Book Reviews: Spain’s legacy in Britain

November 23, 2010

Looking Back at the Spanish Civil War: The International Brigade Memorial Trust’s Len Crome Memorial Lectures, 2002-2010. Edited by Jim Jump (London: Lawrence & Wishart, 2010).

Antifascistas: British & Irish Volunteers in the Spanish Civil War. Edited by Richard Baxell, Angela Jackson, and Jim Jump. (London: Lawrence & Wishart, 2010).

The International Brigades—some 35,000 volunteers from 50-odd countries—stand in history as a unique transnational effort of the mid-20th century. “Honor for them in this lies:” wrote the U.S. poet Edwin Rolfe in “Elegy For Our Dead,”

that theirs is no special

strange plot of alien earth. Men of all lands here

lie side by side….

Rolfe’s internationalism was answering the British poets of World War I who wrote that in Flanders Field there was “one spot” that would forever be English. Indeed, to the IB volunteers, reacting against the nationalism that had led to blood baths in that first world war and the nationalism that infected the fascist minds of the 1930s, the best human response to anti-democratic movements required an international commitment symbolized by the famous poster showing black, white, and yellow people of the world united to save the Spanish Republic.

It is no small irony, therefore, that many of the IB volunteers who survived both Spain and World War II returned home to form national veterans organizations honoring each country’s struggle against fascism. In the past few decades, monuments and plaques have sprung up worldwide to celebrate local and national heroes. And it’s no coincidence that scholars who have followed in their footsteps have often adopted a national perspective. (Full disclosure: my own work is no exception from that pattern.)

Among the most active and successful of those groups is the International Brigades Monument Trust, founded in the United Kingdom in 2001 as a successor to the British veterans’ International Brigade Association. Its members, including many family relations of the volunteers as well as the country’s leading scholars of the Spanish Civil War, have undertaken numerous programs and projects to preserve the legacy of the struggle against fascism “as an inspiration to people around the world.” The scope of their activities can be found on their website and in their quarterly newsletters. The two books under review reflect their recent achievements.

Looking Back at the Spanish Civil War is a collection of the first 10 Len Crome annual lectures sponsored by the IBMT. These include Paul Preston’s tribute to the man for whom the series is dedicated, “‘No Soldier’: The Courage and Comradeship of Dr Len Crome,” describing one of the many medical personnel who gave generously to the Spanish cause and later served in World War II. As expected, the British side receives considerable treatment—essays by Richard Baxell and Angela Jackson, and Enrique Moradiellos’s “Albion’s Perfidy” about the pro-Franco response of the British government. But running through most of these essays is a strong international thread: Helen Graham’s “The Return of Republican Memory”; Ángel Vias’s “September 1936: Stalin’s Decision to Support the Spanish Republic”; Julián Casanova’s “History and Memory.”

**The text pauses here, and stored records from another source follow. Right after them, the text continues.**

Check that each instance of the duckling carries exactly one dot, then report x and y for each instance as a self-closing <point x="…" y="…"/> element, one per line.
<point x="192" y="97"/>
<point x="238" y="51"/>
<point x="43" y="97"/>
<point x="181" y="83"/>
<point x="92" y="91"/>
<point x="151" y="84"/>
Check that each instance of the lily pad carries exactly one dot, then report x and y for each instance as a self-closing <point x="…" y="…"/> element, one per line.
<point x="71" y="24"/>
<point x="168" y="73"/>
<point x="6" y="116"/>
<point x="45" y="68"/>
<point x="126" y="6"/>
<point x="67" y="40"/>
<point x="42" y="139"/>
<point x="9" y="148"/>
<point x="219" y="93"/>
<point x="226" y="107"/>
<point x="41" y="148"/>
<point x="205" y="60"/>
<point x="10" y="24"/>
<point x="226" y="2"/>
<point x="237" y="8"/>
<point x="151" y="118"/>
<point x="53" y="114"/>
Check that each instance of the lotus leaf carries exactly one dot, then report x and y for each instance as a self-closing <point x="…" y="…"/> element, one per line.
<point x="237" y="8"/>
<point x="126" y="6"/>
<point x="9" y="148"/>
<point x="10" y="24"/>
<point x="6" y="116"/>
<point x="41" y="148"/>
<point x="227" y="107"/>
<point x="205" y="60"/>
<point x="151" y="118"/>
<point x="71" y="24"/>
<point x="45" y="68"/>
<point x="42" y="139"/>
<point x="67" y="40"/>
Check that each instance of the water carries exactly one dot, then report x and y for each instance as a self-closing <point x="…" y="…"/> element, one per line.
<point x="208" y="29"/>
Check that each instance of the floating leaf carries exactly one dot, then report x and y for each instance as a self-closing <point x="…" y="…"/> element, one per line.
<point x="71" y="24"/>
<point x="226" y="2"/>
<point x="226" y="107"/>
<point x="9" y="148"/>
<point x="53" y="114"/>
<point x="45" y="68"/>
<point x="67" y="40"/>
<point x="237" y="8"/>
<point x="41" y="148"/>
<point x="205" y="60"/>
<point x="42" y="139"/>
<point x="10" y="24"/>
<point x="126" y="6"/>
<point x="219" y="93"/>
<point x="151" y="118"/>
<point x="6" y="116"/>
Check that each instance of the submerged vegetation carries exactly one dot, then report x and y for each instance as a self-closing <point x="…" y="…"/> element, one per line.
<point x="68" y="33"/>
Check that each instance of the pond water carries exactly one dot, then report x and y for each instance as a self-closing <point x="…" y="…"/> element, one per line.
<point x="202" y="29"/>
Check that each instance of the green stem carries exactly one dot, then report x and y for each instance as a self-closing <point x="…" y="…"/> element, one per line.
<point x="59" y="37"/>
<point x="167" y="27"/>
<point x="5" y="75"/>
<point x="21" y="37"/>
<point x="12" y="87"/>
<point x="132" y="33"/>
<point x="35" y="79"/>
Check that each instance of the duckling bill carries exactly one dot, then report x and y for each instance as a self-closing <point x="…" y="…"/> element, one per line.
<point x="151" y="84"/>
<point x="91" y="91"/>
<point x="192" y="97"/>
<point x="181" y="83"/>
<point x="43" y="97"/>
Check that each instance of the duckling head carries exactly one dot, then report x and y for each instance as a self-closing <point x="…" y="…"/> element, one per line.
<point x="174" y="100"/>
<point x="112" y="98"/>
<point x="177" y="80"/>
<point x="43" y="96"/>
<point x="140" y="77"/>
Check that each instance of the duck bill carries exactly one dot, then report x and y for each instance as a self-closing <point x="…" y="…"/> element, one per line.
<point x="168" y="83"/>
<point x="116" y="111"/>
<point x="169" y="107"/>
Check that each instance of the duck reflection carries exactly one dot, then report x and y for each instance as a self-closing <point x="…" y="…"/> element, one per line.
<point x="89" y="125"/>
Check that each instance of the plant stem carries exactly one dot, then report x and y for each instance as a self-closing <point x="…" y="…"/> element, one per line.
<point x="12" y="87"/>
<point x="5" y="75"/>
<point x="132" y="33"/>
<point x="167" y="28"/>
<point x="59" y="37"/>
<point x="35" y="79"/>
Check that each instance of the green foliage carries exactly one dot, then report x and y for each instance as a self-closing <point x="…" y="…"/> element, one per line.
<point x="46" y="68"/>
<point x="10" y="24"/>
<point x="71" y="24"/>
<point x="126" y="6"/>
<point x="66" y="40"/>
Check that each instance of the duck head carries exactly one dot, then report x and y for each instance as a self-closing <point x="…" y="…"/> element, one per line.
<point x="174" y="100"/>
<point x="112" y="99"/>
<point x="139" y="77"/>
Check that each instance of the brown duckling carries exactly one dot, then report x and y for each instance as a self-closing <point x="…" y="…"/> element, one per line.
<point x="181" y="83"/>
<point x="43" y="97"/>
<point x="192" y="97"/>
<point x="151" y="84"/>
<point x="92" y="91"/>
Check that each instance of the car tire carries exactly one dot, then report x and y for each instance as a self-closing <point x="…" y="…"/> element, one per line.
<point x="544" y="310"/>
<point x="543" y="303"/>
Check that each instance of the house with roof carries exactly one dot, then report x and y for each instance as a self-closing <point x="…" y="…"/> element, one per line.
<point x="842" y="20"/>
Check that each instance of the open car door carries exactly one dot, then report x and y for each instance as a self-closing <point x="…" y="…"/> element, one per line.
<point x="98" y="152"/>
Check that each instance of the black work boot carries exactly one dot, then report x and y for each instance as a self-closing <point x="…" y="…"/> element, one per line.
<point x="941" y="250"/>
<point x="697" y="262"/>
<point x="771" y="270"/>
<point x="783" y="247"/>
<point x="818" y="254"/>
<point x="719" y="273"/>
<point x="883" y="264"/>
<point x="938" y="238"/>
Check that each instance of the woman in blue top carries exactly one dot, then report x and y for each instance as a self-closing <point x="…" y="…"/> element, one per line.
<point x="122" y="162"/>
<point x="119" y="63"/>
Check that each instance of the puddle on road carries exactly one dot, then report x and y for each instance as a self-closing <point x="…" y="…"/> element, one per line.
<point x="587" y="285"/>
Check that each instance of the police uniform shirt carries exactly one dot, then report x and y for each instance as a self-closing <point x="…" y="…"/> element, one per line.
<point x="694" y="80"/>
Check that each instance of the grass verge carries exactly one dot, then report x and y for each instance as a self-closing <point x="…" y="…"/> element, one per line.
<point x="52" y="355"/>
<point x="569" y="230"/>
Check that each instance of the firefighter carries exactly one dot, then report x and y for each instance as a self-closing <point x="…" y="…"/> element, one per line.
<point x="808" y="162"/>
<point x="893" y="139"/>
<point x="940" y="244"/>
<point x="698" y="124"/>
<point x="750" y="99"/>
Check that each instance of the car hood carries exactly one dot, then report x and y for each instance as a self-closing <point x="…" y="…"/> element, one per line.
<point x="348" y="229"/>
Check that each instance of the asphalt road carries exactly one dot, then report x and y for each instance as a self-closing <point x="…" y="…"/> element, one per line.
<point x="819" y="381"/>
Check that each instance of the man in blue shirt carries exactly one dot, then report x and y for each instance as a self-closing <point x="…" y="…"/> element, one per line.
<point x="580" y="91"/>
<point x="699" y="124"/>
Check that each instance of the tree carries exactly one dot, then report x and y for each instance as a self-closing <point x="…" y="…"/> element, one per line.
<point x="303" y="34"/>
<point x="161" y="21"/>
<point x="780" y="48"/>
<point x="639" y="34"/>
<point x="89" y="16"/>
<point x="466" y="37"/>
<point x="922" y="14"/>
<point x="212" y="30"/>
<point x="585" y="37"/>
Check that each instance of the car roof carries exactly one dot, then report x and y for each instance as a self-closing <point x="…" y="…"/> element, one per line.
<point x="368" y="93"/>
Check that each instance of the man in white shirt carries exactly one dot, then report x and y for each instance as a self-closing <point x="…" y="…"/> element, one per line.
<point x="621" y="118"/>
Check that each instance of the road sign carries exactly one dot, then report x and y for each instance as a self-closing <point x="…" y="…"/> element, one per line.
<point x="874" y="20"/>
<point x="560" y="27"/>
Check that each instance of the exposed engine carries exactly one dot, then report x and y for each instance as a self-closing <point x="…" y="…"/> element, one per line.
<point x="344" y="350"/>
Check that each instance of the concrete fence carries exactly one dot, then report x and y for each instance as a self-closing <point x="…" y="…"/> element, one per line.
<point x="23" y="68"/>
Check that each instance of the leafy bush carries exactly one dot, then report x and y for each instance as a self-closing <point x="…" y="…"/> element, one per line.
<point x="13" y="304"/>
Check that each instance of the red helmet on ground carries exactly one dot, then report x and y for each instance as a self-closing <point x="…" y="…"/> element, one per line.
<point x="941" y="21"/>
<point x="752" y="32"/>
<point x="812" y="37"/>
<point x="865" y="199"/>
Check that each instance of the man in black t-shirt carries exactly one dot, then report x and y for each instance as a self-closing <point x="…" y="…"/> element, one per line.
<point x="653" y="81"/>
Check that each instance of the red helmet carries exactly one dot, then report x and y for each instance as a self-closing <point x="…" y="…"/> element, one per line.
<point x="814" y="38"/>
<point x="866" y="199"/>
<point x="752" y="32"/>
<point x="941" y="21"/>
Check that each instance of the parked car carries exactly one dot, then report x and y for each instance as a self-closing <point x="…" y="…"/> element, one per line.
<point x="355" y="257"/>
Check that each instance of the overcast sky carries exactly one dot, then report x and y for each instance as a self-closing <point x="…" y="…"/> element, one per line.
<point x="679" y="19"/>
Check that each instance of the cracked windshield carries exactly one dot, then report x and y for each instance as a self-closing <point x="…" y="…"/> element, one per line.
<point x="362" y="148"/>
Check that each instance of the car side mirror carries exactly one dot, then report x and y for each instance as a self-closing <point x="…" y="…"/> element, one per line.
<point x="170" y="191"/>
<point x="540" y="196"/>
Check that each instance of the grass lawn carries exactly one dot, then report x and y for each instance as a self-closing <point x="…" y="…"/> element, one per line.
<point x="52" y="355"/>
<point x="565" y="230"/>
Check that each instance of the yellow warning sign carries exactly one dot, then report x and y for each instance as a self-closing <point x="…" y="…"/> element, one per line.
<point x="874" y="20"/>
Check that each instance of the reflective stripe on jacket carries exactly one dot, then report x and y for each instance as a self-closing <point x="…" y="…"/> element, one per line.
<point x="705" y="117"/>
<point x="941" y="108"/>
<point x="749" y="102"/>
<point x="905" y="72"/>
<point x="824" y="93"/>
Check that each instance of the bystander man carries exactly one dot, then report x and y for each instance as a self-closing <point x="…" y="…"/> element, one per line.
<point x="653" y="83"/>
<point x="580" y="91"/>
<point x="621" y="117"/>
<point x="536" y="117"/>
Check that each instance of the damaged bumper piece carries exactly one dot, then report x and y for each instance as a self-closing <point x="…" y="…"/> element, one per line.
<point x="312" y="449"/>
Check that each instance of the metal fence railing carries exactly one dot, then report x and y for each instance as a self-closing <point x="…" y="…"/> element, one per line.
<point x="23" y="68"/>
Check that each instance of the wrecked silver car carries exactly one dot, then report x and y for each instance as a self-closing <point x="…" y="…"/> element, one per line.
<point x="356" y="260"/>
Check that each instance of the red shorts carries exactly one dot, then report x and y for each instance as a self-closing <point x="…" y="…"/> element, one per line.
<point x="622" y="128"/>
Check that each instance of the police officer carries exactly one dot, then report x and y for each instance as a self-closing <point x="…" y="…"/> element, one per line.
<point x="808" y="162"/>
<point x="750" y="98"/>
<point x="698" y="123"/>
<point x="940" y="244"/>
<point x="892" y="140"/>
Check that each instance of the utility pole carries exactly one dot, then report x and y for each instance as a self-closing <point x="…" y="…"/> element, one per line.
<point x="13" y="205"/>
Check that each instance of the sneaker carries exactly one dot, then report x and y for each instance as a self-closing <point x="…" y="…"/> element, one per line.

Antifascistas is more of a picture book designed to accompany a traveling exhibition honoring the role of British and Irish volunteers in Spain. Paul Preston’s introductory essay contextualizes the story, and the editors have added clear explanation of the various aspects of the Spanish war involving British soldiers, medical aid, journalists, the arts, etc.

Separately and together, this historical work is good—have no doubt about it—and reflects the growing interest around the world in matters related to the Spanish Civil War and its legacy. Partly the result of new archival discoveries, partly because of the passing of the generation that lived and fought the war, the new scholarship has effectively shifted the historical narrative closer to its original, pre-Cold War position.

Most recent writing emphasizes that the war in Spain had long, indigenous roots; stresses selfish national interests in Britain, France and the United States for the failure to prevent fascist expansion; and treats the IB volunteers as heroic anti-fascists (rather than dupes of Stalin). On these grounds, the Spanish Civil War was a fight between an elected democracy and a fascist-military rebellion rather than a war between fascism and communism (the Cold War version). Instead of seeing the Spanish war as a precursor or “dress rehearsal” for a world war, it appears as it once was seen by its contemporaries, the first battlefield of World War II.

Peter N. Carroll is Chair Emeritus of the Board of Governors of ALBA.